= Breast cancer stem cell =

Stem cells that may cause cancer

Breast cancer is the most prevalent type of cancer among women globally, with 685,000 deaths recorded worldwide in 2020. The most commonly used treatment methods for breast cancer include surgery, radiotherapy and chemotherapy. Some of these treated patients experience disease relapse and metastasis. The aggressive progression and recurrence of this disease has been attributed the presence of a subset of tumor cells known as breast cancer stem cells (BCSCs). These cells possess the abilities of self-renewal and tumor initiation, allowing them to be drivers of metastases and tumor growth. The microenvironment in which these cells reside is filled with residential inflammatory cells that provide the needed signaling cues for BCSC-mediated self-renewal and survival. The production of cytokines allows these cells to escape from the primary tumor and travel through the circulation to distant organs, commencing the process of metastasis. Due to their significant role in driving disease progression, BCSCs represent a new target by which to treat the tumor at the source of metastasis.

==Origins and Characteristics==
Cancer stem cells in breast tumors were first discovered in 2003. There are different theories exist on the origins of these cells. There are findings that indicates that normal cells undergo mutations which result in their transformation into BCSCs, while there are also studies which concluded that these cells come from the misplacement of somatic stem cells de novo.

The expression of key surface markers have been used to identify and isolate BCSCs. Three key proteins have been deemed as markers for BCSCs: CD44, CD24 and aldehyde dehydrogenase (ALDH). CD44, a cell surface glycoprotein, plays a crucial role in the adhesion, migration and invasion of breast cancer cells. In addition to its ability to promote proliferation and metastasis, the interaction of this protein with osteopontin hastens tumor progression. ALDH, a family of enzymes that oxidizes intracellular aldehydes and retinol, aids in the differentiation of stem cells. Research has shown that BCSCs are positive for both CD44 and ALDH, while negative for CD24.

==Signaling Pathways and Molecules==
The tumor niche in which these BCSCs reside supports their growth and self-renewal. This microenvironment provides these cells with a physical anchoring site, a process mediated by adhesion molecules, components of the extracellular matrix (ECM) and factors secreted by stromal cells. Such as the interactions between hyaluronic acid (HA) and CD44 stimulate the activation of other pathways that promote tumor malignancy such as Nanog, HER2 and NF-κβ. The activation of these pathways result in increased proliferation, invasion and migration of BCSCs. As a result, primary breast cancer tumors quickly form metastases in distant sites. Both the epithelial-to-mesenchymal transition (EMT) and the mesenchymal-to-epithelial transition (MET) are key components of driving this metastasis process. BCSCs undergo both of these processes as they escape from the primary tumor site, enter the bloodstream and home to a new organ site to initiate tumor growth. Over the course of this process, there is an upregulation of growth factors, which in turn activate and deactivate mesenchymal and epithelial transcription factors. The combination of these factors provides the signaling cues needed by BCSCs to survive, grow and proliferate.

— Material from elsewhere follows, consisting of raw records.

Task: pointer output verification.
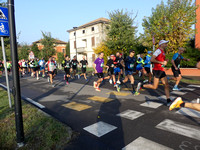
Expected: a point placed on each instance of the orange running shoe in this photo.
(176, 103)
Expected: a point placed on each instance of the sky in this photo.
(34, 16)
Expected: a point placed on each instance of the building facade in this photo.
(86, 37)
(59, 46)
(197, 36)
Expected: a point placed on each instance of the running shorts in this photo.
(147, 69)
(176, 72)
(100, 75)
(159, 74)
(83, 70)
(117, 70)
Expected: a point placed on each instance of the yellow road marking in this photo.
(76, 106)
(100, 99)
(118, 93)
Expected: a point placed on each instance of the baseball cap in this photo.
(131, 50)
(162, 42)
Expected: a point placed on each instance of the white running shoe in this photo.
(118, 82)
(110, 81)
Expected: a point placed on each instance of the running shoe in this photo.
(98, 89)
(110, 81)
(176, 103)
(136, 93)
(48, 79)
(95, 84)
(176, 89)
(118, 88)
(118, 82)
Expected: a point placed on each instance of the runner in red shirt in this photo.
(158, 59)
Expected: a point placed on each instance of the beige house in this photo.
(86, 37)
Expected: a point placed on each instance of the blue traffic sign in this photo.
(4, 25)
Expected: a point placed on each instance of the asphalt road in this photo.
(109, 120)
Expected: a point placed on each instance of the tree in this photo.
(172, 22)
(103, 48)
(35, 50)
(67, 49)
(49, 43)
(120, 31)
(23, 51)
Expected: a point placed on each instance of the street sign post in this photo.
(16, 82)
(4, 31)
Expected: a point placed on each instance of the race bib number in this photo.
(131, 65)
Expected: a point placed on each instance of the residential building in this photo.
(86, 37)
(197, 36)
(59, 46)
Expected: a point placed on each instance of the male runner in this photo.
(129, 65)
(147, 65)
(98, 67)
(84, 64)
(67, 68)
(74, 66)
(51, 67)
(117, 69)
(42, 68)
(176, 60)
(159, 61)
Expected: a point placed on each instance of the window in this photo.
(74, 44)
(93, 41)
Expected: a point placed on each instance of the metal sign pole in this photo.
(6, 72)
(16, 82)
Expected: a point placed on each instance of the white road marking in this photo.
(100, 128)
(151, 104)
(188, 112)
(197, 86)
(145, 144)
(178, 93)
(187, 89)
(33, 102)
(130, 114)
(187, 130)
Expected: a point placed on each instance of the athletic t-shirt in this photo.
(147, 61)
(84, 63)
(51, 66)
(177, 59)
(67, 64)
(74, 63)
(130, 63)
(99, 65)
(110, 64)
(160, 56)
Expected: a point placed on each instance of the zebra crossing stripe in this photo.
(100, 128)
(151, 104)
(197, 86)
(130, 114)
(145, 144)
(189, 112)
(190, 131)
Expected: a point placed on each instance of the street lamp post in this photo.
(75, 40)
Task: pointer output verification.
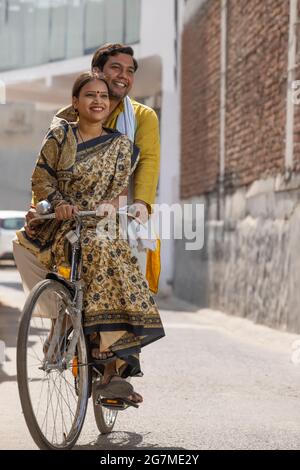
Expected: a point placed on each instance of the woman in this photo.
(83, 165)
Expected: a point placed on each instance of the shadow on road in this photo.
(122, 441)
(175, 305)
(9, 324)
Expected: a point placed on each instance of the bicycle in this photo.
(56, 375)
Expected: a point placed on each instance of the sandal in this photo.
(98, 357)
(134, 403)
(116, 387)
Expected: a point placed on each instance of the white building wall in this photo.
(158, 35)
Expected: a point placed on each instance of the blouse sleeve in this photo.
(44, 179)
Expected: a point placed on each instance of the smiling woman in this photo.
(85, 166)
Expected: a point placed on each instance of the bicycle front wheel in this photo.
(54, 393)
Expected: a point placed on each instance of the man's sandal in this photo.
(116, 387)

Pathways that play key roles in embryonic development and adult tissue homeostasis have also been implicated in driving the phenotype of BCSCs. Dysregulation of the Notch and Hedgehog pathways, which regulate normal stem cell differentiation and self-renewal, is one such example. Both of these pathways have been shown to be upregulated in breast cancer. Some early work has shown that activation of these pathways can also be correlated to the resistance of BCSCs to therapy.

==Breast Cancer Metabolism==

Breast cancer stem cells establish their cell identity by expressing unique pattern of proteins and surface markers as fingerprints. Accordingly, breast cancer stem cells have distinctive metabolic properties to sustain their stemness and promote cancer progression. While reduced ROS Level promotes radioresistance and EMT phenotype of cancer stem cells, Notch signaling interacts with cellular metabolism to promote breast cancer stem cell.

==Therapeutic Implications==
Both pre-clinical and clinical studies have shown a correlation between BCSCs and metastasis. For example, it has been shown that CD44+/CD24- tumor cells in the breast primary tumors associated with the presence of distance metastases. In addition, in vitro assays validated that these cells displayed increased motility and invasiveness. There have been indications of the link between chemoresistance of CSCs and metastasis. Pleural metastases from breast cancer patients were enriched with CD44+/CD24- cells, indicative of a higher enrichment of BCSCs in these resistant tumors. Therapy resistance of BCSCs is mediated by a host of mechanisms, which include ATP-binding cassette transporters, ALDH activity and reactive oxygen species scavenging. As a result, these tumors become difficult to treatment by conventional methods such as chemotherapy. This has spurred the search for new drug delivery platforms that can target BCSCs and the niche in which these cells reside. A breakdown of this biological framework and structure would provide an alternate means by which to treat this disease.